Все это вовсе не значит, что я был занят исключительно подобными наблюдениями. Я только начал привыкать к колледжу, занятия шли полным ходом, к тому же немало времени у меня отнимала работа. Мой острый интерес к Джулиану Морроу и его греческим ученикам уже начал ослабевать, когда произошло одно удивительное совпадение.
Шла вторая неделя моего пребывания в колледже. В среду утром, перед второй парой, я заглянул в библиотеку, чтобы отксерокопировать кое-что для доктора Роланда. Спустя полчаса, когда у меня уже рябило в глазах, я вернул ключ от ксерокса библиотекарше и пошел к выходу, но тут заметил Банни и близнецов. Они сидели за столом среди хаоса бумаг, перьевых ручек и пузырьков с чернилами. Мне особенно запомнились эти пузырьки – я был буквально очарован ими и еще длинными черными ручками, до ужаса архаичными и неудобными на вид. На Чарльзе был белый теннисный свитер, а на Камилле – летнее платье с матросским воротничком и соломенная шляпка. Банни свой пиджак бросил на спинку стула, и на подкладке всем на обозрение красовалось несколько внушительных пятен и прорех. Сам он сидел в мятой рубашке, закатав рукава и водрузив локти на стол. Все трое разговаривали вполголоса, сдвинув головы.
Внезапно мне захотелось узнать, о чем они говорят. Я направился к книжной полке позади их столика медленным, неуверенным шагом, словно бы не зная толком, что мне нужно, подбираясь все ближе и ближе, пока не подошел к ним почти вплотную, так, что мог бы тронуть Банни за плечо. Повернувшись к ним спиной, я взял с полки первую попавшуюся книгу – какой-то нелепый сборник работ по социологии – и сделал вид, что изучаю указатель. Ресоциализация. Респонденты. Референтные группы. Рефлексия.
– Я не уверена, – услышал я голос Камиллы. – Если греки плывут к Карфагену, то здесь должен быть винительный. Помните? Отвечает на вопрос «куда?». Так по правилу.
– Не годится.
Это был Банни. Он говорил, растягивая слова и слегка гнусавя, – У. К. Филдс с особо тяжелым случаем лонг-айлендской манеры цедить сквозь зубы.
– Здесь не вопрос «куда?», а вопрос «где?». Ставлю на аблатив.

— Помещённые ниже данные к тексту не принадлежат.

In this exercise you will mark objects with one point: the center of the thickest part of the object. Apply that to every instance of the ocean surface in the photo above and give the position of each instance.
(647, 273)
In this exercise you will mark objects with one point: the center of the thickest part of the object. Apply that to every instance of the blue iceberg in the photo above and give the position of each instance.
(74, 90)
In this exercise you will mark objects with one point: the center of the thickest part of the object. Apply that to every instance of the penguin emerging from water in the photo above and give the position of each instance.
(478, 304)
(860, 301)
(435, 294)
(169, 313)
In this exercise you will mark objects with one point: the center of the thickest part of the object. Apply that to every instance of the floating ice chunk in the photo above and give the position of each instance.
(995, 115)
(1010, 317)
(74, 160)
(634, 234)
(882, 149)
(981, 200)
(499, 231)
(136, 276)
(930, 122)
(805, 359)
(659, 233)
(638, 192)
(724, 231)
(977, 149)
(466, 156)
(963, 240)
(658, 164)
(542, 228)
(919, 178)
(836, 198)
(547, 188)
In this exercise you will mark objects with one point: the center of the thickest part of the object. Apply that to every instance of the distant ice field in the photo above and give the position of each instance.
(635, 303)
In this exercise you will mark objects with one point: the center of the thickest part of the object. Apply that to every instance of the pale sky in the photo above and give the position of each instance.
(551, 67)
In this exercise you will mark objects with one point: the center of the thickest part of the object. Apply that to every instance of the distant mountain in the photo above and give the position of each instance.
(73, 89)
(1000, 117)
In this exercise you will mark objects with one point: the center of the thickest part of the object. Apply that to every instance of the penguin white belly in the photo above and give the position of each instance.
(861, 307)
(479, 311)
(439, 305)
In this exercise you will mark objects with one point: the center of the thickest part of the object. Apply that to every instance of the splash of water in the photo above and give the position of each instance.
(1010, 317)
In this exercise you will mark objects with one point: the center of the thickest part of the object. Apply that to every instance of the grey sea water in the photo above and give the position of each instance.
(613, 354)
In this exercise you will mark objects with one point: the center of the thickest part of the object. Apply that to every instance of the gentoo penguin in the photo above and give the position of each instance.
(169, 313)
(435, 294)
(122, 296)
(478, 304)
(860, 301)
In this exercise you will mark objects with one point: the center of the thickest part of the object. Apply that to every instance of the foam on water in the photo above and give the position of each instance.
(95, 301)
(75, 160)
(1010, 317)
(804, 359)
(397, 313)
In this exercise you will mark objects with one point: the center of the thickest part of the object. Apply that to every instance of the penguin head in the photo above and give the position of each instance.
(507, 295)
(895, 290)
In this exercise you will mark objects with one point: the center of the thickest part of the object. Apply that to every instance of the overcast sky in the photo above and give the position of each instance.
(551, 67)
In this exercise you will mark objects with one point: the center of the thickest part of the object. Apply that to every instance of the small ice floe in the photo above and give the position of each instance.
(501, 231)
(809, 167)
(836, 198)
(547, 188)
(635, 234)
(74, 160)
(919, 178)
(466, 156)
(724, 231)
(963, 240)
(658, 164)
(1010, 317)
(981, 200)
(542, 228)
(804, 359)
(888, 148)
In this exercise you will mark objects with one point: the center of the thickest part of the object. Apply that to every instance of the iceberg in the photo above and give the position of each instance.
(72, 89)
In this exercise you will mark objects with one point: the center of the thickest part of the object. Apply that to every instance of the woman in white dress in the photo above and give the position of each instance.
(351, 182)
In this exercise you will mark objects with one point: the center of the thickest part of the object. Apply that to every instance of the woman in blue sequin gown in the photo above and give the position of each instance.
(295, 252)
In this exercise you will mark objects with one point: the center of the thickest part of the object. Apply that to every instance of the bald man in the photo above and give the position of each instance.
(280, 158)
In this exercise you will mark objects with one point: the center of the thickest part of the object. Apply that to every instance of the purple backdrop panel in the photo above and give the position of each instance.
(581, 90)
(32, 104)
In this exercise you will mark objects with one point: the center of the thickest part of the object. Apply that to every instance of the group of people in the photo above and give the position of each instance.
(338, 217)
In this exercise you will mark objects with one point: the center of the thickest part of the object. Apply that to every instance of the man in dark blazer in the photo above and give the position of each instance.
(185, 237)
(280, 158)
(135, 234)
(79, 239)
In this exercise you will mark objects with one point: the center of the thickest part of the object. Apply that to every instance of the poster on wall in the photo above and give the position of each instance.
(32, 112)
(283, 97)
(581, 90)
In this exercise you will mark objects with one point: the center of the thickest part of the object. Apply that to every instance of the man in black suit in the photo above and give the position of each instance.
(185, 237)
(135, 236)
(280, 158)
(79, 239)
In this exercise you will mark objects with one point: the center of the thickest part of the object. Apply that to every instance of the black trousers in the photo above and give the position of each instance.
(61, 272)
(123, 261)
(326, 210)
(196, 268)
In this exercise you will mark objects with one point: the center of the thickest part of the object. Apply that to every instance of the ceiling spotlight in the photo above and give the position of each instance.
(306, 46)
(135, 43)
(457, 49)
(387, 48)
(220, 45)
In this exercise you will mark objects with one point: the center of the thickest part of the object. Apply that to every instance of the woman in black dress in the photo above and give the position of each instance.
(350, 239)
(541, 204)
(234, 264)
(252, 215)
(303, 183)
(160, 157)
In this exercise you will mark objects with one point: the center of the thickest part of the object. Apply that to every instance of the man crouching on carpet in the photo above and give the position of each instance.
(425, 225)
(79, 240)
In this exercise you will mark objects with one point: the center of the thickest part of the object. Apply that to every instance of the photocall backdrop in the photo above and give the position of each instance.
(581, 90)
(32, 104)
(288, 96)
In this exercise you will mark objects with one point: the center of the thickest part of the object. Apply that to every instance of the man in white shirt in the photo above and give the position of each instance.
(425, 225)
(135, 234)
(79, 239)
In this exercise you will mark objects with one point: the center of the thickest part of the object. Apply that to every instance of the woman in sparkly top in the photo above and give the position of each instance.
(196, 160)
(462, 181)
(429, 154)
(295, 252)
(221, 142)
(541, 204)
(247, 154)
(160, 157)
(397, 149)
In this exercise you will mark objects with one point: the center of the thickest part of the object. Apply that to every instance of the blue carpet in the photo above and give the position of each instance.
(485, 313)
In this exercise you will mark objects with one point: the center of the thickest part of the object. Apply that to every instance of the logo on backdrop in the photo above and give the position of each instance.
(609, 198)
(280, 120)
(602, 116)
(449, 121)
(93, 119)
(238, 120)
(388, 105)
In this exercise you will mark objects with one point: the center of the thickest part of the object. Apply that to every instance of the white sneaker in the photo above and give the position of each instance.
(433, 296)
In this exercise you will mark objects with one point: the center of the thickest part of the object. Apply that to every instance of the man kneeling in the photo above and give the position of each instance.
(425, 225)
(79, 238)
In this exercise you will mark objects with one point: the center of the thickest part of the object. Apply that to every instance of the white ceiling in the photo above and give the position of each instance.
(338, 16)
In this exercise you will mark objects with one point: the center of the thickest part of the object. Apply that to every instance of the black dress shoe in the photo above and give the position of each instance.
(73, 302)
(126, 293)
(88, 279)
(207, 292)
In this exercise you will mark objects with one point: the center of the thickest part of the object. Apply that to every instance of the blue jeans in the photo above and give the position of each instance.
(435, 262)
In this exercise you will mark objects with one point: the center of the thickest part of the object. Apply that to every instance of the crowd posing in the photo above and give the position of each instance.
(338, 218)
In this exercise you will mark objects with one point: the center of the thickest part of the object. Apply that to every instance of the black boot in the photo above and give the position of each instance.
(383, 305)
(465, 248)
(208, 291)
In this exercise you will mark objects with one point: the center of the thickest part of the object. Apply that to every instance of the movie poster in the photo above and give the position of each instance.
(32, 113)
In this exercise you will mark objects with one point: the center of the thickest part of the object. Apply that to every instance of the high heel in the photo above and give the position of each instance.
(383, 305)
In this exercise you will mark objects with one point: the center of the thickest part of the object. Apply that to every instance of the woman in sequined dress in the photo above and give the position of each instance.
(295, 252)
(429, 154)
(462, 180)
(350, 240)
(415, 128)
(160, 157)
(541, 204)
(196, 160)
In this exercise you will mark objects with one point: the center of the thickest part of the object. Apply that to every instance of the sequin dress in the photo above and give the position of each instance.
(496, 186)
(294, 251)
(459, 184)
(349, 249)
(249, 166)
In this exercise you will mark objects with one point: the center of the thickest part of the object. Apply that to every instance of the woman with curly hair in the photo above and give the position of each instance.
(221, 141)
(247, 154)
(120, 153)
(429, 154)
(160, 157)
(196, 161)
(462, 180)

Озадаченное молчание и шелест страниц.
– Стоп, – сказал Чарльз; его голос, хрипловатый и слегка южный, был очень похож на голос сестры. – Смотрите, они не просто плывут к Карфагену, они плывут его штурмовать.
– Ты с ума сошел.
– Нет, так и есть. Посмотрите на следующее предложение. Здесь нужен дательный.
– Ты уверен?
Опять шелест страниц.
– Абсолютно. Epi tō Karchidona.
– Ничего не получится, – авторитетно заявил Банни. Судя по голосу, можно было подумать, что у меня за спиной сидит Терстон Хауэлл из «Острова Джиллигана». – Аблатив – то, что доктор прописал. Обычное дело – если не можешь определить падеж, значит, это аблатив.
Секундная пауза.
– Банни, что ты вообще несешь? – вздохнул Чарльз. – Аблатив – латинский падеж.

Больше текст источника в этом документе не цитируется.